The financial year that’s gone by has been an eventful one for equities, with the benchmark indices soaring to lifetime highs in October, as a record number of retail investors flocked to the markets. Thanks to the run-up, India’s equity market is the fifth-largest in the world. Even as foreign portfolio investors stayed away for the most part of the year, the Nifty50 has managed to return 18.9% in FY22 — its second-best show over the last seven years.
With addition of 34.5 million accounts in FY22 alone, the total number of demat accounts surged almost 2.5 times over the last four years.
The combined (CDSL+NSDL) investor accounts at the end of FY22 stood at 89.6 million, show data provided by depositories. This further underscores the fact that FY22 belonged to local investors rather than foreign portfolio investors, who own nearly 20% of the listed companies. At $29.8 billion, domestic institutional investors made their high- est-ever purchase, whereas foreign portfolio investors sold $17.1 billion worth of shares, marking their highest selling since the global financial crisis in 2008.

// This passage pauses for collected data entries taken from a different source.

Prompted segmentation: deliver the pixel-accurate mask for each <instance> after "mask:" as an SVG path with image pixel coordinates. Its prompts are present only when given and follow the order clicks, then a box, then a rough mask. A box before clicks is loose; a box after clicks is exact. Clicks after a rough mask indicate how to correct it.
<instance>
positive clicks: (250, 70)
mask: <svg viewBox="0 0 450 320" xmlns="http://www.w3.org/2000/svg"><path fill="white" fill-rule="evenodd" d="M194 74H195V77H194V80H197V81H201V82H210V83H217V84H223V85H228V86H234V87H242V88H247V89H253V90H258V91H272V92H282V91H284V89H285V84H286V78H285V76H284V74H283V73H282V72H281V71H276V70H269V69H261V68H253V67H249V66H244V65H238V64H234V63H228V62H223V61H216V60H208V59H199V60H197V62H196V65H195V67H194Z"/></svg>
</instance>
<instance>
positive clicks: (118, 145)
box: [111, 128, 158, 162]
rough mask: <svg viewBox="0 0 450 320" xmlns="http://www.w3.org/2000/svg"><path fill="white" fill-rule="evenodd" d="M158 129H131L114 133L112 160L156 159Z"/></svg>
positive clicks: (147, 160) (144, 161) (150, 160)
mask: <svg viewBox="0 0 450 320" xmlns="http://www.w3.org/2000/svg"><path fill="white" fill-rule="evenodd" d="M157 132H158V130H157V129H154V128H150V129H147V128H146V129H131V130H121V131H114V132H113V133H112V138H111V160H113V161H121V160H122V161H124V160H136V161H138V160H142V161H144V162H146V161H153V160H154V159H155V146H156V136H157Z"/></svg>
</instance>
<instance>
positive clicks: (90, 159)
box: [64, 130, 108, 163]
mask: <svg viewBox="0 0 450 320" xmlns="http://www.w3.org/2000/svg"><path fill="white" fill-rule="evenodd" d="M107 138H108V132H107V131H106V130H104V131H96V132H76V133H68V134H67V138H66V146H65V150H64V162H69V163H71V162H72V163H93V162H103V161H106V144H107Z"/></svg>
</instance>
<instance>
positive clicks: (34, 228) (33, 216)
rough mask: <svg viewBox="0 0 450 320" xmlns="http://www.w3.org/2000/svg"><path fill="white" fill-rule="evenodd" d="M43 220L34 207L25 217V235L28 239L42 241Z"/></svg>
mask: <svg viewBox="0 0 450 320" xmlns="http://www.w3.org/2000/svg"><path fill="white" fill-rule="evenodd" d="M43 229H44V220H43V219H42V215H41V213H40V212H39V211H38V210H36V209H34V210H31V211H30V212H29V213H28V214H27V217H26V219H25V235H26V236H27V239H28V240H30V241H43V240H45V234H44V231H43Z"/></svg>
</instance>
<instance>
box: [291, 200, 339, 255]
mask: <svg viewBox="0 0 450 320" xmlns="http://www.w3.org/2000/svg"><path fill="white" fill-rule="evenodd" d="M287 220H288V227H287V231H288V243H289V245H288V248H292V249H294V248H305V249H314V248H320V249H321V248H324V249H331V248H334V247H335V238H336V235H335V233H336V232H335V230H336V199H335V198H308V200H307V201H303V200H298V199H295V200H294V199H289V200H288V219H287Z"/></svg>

Foreign portfolio investors have been selling risky emerging-market assets — thanks to actions by their central banks back home, while retail investors have been picking up stocks every time the markets corrected.“We suspect return expectations of retail investors are shaped by returns of the past one-two years. It would be interesting to see retail behaviour if the market was to stay flat for another six months, resulting in low returns for a 12-month period,”says Kotak Institutional Equities in a note.